I was excited for this year’s National Novel Writing Month. I had decided to try something new: make an outline of what I was going to write this year. I spent hours poring over it, coming up with character and plot turns and conflicts and all kinds of motivations and intrigues.
I made it all of two chapters in before I decided to start from scratch.
On November 1st, I sat down to a fresh, blank page. I was ready to go. I had a workable concept–a human’s last night before being turned into a vampire–and was excited to explore it. I sat at my computer for a solid hour and had nothing to show for it. The words simply wouldn’t come. The same happened the next two nights. Finally, on Monday, November 4th, I got started. It was a strong opening. It got the reader’s attention. It set up the main character’s conflict. It hinted at bigger things. It led absolutely nowhere.
I’m six days into NaNoWriMo and have just over 2,000 words to show for it. I should be well over three times that by now if I’m going to hit 50,000 words by the end of the day on November 30th.

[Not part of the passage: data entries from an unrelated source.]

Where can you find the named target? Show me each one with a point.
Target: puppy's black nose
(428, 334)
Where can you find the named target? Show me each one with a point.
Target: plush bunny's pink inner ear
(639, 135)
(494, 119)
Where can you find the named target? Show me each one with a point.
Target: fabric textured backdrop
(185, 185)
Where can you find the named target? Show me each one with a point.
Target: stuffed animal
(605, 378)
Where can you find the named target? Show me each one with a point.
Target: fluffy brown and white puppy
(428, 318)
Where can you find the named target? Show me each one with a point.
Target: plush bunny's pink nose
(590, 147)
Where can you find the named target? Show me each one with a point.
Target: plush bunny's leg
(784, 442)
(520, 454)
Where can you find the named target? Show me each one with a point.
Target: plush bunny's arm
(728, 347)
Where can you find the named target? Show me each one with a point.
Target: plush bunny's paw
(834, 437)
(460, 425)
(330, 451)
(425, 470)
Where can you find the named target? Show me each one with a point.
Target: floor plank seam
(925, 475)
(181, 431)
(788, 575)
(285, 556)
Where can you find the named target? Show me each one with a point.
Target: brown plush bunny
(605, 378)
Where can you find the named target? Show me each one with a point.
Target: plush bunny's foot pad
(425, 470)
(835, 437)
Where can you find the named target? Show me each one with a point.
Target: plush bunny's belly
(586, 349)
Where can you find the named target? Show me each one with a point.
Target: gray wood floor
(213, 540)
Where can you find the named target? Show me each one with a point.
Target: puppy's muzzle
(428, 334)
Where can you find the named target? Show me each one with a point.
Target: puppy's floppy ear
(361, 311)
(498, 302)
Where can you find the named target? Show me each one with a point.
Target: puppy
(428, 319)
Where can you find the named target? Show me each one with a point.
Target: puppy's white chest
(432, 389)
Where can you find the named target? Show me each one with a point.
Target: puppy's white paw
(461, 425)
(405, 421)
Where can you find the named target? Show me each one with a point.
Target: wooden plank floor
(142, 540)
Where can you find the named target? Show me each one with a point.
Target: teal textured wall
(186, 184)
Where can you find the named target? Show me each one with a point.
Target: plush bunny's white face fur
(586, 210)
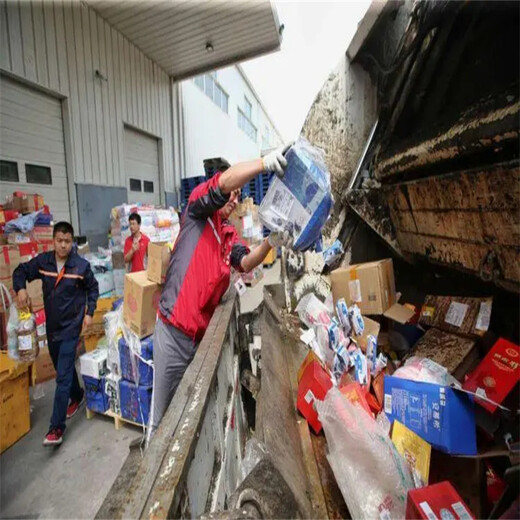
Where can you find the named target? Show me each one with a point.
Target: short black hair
(136, 217)
(63, 227)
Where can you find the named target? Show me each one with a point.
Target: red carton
(314, 384)
(355, 394)
(497, 373)
(436, 501)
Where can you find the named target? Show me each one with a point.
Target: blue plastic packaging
(144, 372)
(97, 399)
(301, 201)
(135, 401)
(439, 414)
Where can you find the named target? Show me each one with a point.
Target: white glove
(275, 162)
(280, 239)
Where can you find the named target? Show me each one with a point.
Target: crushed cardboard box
(370, 285)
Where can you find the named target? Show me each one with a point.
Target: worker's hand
(87, 322)
(280, 239)
(275, 162)
(22, 299)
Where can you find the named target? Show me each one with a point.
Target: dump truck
(420, 127)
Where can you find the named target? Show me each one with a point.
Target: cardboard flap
(399, 313)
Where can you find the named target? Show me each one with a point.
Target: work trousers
(173, 351)
(63, 355)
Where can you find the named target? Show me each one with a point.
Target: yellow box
(158, 260)
(140, 303)
(271, 257)
(15, 419)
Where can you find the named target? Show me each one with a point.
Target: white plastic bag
(373, 477)
(426, 371)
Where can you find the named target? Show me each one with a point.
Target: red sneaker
(54, 437)
(74, 406)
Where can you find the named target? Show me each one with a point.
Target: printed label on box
(461, 511)
(484, 316)
(25, 342)
(428, 511)
(354, 287)
(388, 403)
(309, 397)
(456, 313)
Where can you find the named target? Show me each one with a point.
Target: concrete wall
(58, 46)
(211, 132)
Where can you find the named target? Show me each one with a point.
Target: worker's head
(63, 236)
(134, 221)
(231, 204)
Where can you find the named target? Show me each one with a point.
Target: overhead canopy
(188, 37)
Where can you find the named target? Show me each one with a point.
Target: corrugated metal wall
(211, 132)
(59, 46)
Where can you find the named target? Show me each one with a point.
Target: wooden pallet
(118, 420)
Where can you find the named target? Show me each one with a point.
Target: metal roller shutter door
(142, 167)
(31, 133)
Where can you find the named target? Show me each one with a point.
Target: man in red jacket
(199, 272)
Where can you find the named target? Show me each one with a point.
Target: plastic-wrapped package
(373, 477)
(254, 452)
(331, 254)
(426, 371)
(301, 201)
(22, 224)
(311, 311)
(26, 333)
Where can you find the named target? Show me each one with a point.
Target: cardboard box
(25, 202)
(466, 316)
(94, 364)
(356, 395)
(436, 501)
(440, 415)
(457, 354)
(119, 281)
(371, 329)
(314, 384)
(416, 452)
(15, 419)
(140, 303)
(371, 286)
(158, 260)
(35, 292)
(42, 234)
(118, 260)
(497, 374)
(106, 283)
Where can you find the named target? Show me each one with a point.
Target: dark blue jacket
(65, 302)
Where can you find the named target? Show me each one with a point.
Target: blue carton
(97, 399)
(135, 401)
(144, 375)
(301, 201)
(442, 416)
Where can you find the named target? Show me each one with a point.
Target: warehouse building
(90, 106)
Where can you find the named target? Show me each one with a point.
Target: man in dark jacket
(70, 293)
(199, 273)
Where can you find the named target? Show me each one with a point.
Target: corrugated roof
(176, 33)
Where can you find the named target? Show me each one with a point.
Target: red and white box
(435, 502)
(497, 374)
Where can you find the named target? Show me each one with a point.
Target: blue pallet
(97, 399)
(144, 371)
(135, 401)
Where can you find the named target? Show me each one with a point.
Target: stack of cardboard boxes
(246, 221)
(432, 417)
(16, 248)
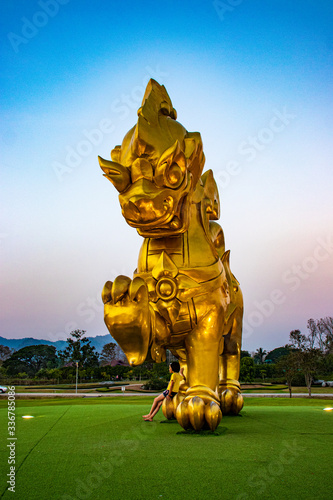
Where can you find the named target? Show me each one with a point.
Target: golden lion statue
(183, 296)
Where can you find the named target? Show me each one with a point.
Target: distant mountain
(16, 344)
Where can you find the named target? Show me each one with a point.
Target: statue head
(157, 168)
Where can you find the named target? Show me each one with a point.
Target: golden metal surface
(183, 296)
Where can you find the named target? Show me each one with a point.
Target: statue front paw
(231, 401)
(200, 410)
(127, 316)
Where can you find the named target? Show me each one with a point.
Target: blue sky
(255, 78)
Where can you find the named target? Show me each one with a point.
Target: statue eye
(169, 175)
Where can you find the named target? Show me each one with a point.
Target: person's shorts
(166, 393)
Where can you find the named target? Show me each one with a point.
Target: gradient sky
(254, 78)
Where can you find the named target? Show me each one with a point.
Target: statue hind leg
(229, 386)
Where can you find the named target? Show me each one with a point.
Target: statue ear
(116, 173)
(211, 195)
(194, 154)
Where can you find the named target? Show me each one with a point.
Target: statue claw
(231, 401)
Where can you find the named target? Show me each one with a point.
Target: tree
(247, 369)
(288, 365)
(5, 353)
(259, 356)
(31, 359)
(321, 333)
(79, 350)
(108, 353)
(307, 357)
(275, 354)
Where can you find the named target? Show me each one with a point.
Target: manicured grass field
(101, 449)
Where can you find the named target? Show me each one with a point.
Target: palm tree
(260, 355)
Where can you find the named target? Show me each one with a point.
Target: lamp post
(77, 373)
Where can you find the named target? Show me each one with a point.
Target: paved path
(121, 395)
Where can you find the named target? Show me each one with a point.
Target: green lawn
(100, 449)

So I’m dead in the water right now. Do I start from scratch and desperately try to play catch up? Do I push through and keep trying to shove a square peg into a round hole? I think I have a good concept, I just don’t think I have 50k words here. I think this might work better as a short story. Should I just write that short story and call it an act of discovery? Am I failed as a writer after all?
Meanwhile, I’m out of my depression meds and am having trouble getting them filled. So that’s not helping.